Your Joint Prediction Sets Are 20–40% Too Wide

Most pricing teams who have adopted conformal prediction for uncertainty quantification are running joint frequency-severity intervals using the Bonferroni correction, or something close to it. Target 95% joint coverage, run each dimension at 97.5%, produce a rectangle $[\ell_f, u_f] \times [\ell_s, u_s]$, move on. It works. It has a finite-sample guarantee. It is also provably wasteful — sometimes by 20–40% of the prediction region’s volume.

Braun, Berta, Jordan and Bach (arXiv:2507.20941, July 2025, updated February 2026) demonstrate the source of the waste and a remedy. The waste comes from ignoring the cross-dimensional correlation structure when computing nonconformity scores. The remedy is to whiten the residuals using the covariance between outputs before scoring. The resulting prediction sets are ellipsoids, not hyperrectangles, and they are tighter wherever your outputs are correlated.

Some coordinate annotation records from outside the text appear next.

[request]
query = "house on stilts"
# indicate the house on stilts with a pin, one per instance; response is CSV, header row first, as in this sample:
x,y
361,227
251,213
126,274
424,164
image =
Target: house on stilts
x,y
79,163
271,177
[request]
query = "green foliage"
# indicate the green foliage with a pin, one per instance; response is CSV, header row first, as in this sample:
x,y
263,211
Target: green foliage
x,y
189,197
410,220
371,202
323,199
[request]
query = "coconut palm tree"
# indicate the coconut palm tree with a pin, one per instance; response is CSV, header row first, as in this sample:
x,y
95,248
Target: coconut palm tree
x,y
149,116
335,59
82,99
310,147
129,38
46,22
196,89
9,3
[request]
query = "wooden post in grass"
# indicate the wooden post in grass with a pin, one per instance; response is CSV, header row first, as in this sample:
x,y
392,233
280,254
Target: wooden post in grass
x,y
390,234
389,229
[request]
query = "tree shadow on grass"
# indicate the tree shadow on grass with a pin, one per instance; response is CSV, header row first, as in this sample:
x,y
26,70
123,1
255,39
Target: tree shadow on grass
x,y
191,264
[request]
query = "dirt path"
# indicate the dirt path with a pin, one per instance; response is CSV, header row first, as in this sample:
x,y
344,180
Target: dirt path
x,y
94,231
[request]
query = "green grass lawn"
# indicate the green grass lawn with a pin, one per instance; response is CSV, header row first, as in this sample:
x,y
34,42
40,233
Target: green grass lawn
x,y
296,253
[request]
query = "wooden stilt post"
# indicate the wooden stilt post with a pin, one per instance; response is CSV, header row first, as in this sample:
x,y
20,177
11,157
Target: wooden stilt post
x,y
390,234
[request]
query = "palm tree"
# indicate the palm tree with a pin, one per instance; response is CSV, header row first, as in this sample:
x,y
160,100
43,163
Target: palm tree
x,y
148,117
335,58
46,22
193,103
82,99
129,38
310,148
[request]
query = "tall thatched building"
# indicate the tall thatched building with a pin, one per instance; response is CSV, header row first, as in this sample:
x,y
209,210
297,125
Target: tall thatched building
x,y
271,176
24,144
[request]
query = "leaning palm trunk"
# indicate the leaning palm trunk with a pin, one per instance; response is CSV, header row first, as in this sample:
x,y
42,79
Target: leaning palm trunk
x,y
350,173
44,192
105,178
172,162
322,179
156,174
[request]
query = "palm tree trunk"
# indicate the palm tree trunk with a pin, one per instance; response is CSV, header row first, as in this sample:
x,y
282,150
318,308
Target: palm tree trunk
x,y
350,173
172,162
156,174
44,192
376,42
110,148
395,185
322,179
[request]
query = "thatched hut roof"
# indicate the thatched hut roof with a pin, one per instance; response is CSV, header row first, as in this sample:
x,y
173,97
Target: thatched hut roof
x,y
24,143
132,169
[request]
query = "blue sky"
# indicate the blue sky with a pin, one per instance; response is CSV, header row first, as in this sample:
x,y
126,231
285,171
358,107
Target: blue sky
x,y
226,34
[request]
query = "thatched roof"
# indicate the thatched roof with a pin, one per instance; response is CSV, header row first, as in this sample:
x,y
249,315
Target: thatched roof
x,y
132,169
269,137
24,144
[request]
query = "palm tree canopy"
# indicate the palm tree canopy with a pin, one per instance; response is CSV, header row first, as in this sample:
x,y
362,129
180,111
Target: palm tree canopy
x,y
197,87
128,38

Whether this matters for your team depends almost entirely on one number: the number of outputs you are modelling jointly. For $d = 2$ (frequency and severity), the gain is real but modest, and there are simpler alternatives already available. For $d \geq 5$ — a multi-peril home model covering fire, flood, escape of water, theft, and accidental damage separately — the efficiency argument becomes compelling.

Why Bonferroni wastes coverage

The Bonferroni correction for joint coverage at level $1 - \alpha$ across $d$ outputs allocates $\alpha / d$ miscoverage to each dimension. For $d = 2$ at $\alpha = 0.05$, each dimension is calibrated at 97.5%.

That allocation is correct — jointly covering two uncorrelated, independent outputs at 95% does require 97.5% marginal coverage on each. The problem is that frequency and severity are not independent. In motor insurance they are modestly negatively correlated: books with higher claim frequency tend to have lower average severity (more minor bumps, fewer catastrophic events). In home insurance the correlation structure between perils is more complex but never zero.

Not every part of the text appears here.